PKV mit Mamma Ca
Wie wirkt sich diese Vorerkrankung auf Deine private Krankenversicherung aus?
Mamma-Ca, allgemein bekannt als Brustkrebs, ist eine Erkrankung, bei der Zellen in der Brust unkontrolliert wachsen und einen Tumor bilden. Er entsteht typischerweise in den Läppchen (milchproduzierende Drüsen) oder Gängen (Gänge, die Milch zur Brustwarze transportieren). Obwohl er häufiger bei Frauen vorkommt, können auch Männer daran erkranken. Symptome können ein neuer Knoten, Veränderungen der Brustgröße oder -form, Hautdellen, Brustwarzenentladung oder -einziehung sein. Eine Früherkennung durch Selbstuntersuchungen, klinische Untersuchungen und Mammographien ist entscheidend für erfolgreiche Behandlungsergebnisse. Die Behandlung umfasst oft eine Kombination aus Operation, Chemotherapie, Strahlentherapie, Hormontherapie und zielgerichteter Therapie, die auf das Stadium und die Merkmale des Krebses zugeschnitten ist.
PKV-Risikobewertung
Einzelne, spezialisierte PKV-Anbieter versichern Dich eventuell trotzdem, aber mit einem deutlichen Risikozuschlag.
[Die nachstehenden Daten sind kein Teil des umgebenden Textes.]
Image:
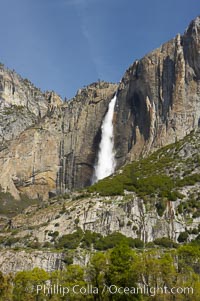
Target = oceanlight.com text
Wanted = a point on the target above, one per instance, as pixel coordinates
(112, 290)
Auswirkungen auf Deinen Versicherungsschutz
Krankheitsdauer (erstmalig)
Mehrere Monate bis über ein Jahr für die anfänglichen akuten Behandlungsphasen (Operation, Chemotherapie, Strahlentherapie).
Krankheitsdauer (lebenslang)
Kann bei erfolgreicher Behandlung ein einmaliges Ereignis sein, beinhaltet aber oft jahrelange Nachsorge, langfristige Hormontherapie und ein lebenslanges Risiko für ein Rezidiv oder sekundäre Krebserkrankungen.
Behandlungskosten (erstmalig)
Hoch, typischerweise zwischen Zehntausenden und Hunderttausenden von US-Dollar, abhängig vom Stadium, den Behandlungsmodalitäten und dem Gesundheitssystem.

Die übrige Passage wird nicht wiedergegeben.